There are a number of PKC based broadcast encryption schemes. The original was the Franklin-Boneh scheme, google it. These more recent ones seem to promise improvements.
Identity-based broadcast encryption with constant size ciphertexts and private keys by C Delerablée, Asiacrypt 2007
The broadcaster encrypts messages and transmits these to the group of users via the broadcast channel. In a (public-key) IBBE encryption scheme, the broadcaster does not hold any private information and encryption is performed with the help of a public key PK.
Cited by 299
Public Key Broadcast Encryption Schemes With Shorter Transmissions, JH Park et. al., IEEE Transactions on Broadcasting, 2008.

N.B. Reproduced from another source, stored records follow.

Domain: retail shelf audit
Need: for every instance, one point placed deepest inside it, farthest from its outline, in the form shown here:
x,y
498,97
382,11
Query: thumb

Broadcast encryption allows a sender to securely distribute messages to a dynamically changing set of users over an insecure channel. In a public key broadcast encryption (PKBE) scheme, this encryption is performed in the public key setting, where the public key is stored in a user's device, or directly transmitted to the receivers along with ciphertexts. In this paper, we propose two PKBE schemes for stateless receivers which are transmission-efficient. A distinctive feature in our first construction is that, different than existing schemes in the literature, only a fraction of the public key related to the set of intended receivers is required in the decryption process. This feature results in the first PKBE scheme with O(r) transmission cost and O(1) user storage cost for r revoked users.. By combining the two proposed schemes, we suggest a PKBE scheme that achieves further shortened transmissions, while still maintaining O(1) user storage cost. The proposed schemes are secure against any number of colluders and do not require costly re-keying procedures followed by revocation of users.